Einstellung und Vertrauen

Viele Frauen haben Angst vor der Geburt.

Angst ist ein wichtiges und gutes Gefühl, sofern es nicht überhand nimmt und lähmend wird. Befragt Euch, wovor Ihr Angst habt und was es braucht, damit Ihr Euch sicherer fühlt.

 

Habt ihr Angst vor den Schmerzen, dann beschäftigt Euch vielleicht damit, was Euch im Allgemeinen und speziell bei der Geburt helfen kann, die Schmerzen zu reduzieren.

 

Versucht, positive Gefühle wie z.B. Vertrauen in Euch wachsen zu lassen:

 

Vertrauen in Euch, in Euer Baby, in Euren Partner, in die Natur.

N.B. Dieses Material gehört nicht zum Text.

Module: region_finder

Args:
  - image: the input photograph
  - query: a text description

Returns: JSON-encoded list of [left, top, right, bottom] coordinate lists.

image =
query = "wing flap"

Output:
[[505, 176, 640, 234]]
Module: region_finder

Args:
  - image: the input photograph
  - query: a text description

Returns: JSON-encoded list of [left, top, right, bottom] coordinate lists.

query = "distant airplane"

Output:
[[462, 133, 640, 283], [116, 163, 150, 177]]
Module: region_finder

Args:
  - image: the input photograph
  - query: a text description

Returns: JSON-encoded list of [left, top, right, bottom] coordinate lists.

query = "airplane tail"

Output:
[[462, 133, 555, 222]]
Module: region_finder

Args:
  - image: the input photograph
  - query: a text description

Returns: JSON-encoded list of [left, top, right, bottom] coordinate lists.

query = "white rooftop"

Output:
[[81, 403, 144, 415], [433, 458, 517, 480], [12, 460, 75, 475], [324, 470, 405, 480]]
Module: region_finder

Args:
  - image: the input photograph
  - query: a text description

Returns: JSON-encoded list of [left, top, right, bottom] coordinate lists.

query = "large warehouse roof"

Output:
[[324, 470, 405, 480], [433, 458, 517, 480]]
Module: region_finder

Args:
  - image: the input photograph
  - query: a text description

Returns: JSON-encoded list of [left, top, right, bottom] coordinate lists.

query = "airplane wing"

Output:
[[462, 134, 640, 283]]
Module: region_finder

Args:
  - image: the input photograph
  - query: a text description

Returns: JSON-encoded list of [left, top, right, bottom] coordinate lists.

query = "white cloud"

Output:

Aber auch Vertrauen in die Personen, die Euch unterstützen werden, Eure Hebammen, Eure Ärzte…

 

Fokussiert Euch auf weitere positive Gefühle, wie Vorfreude, Liebe, Dankbarkeit, aber akzeptiert, dass auch Ängste und Ambivalenzen dazu gehören.

 

In meinen Geburtsvorbereitungskursen versuche ich, dass aus der Angst Respekt wird. Respekt vor der Geburt und Respekt vor den Umstellungen im Leben, die so ein kleiner Mensch auslöst.

Respekt ist besser als Angst. Respekt lähmt nicht. Respekt nimmt aber die kommenden Ereignisse ernst und führt dazu, sich Gedanken zu machen, sich der Herausforderungen bewusst zu werden, sich Strategien und Massnahmen zu überlegen. Das ist gute Geburtsvorbereitung. Und die findet mehr in Euren Köpfen statt als in einem Kurs. Aber ein Kurs kann Euch gute Impulse geben.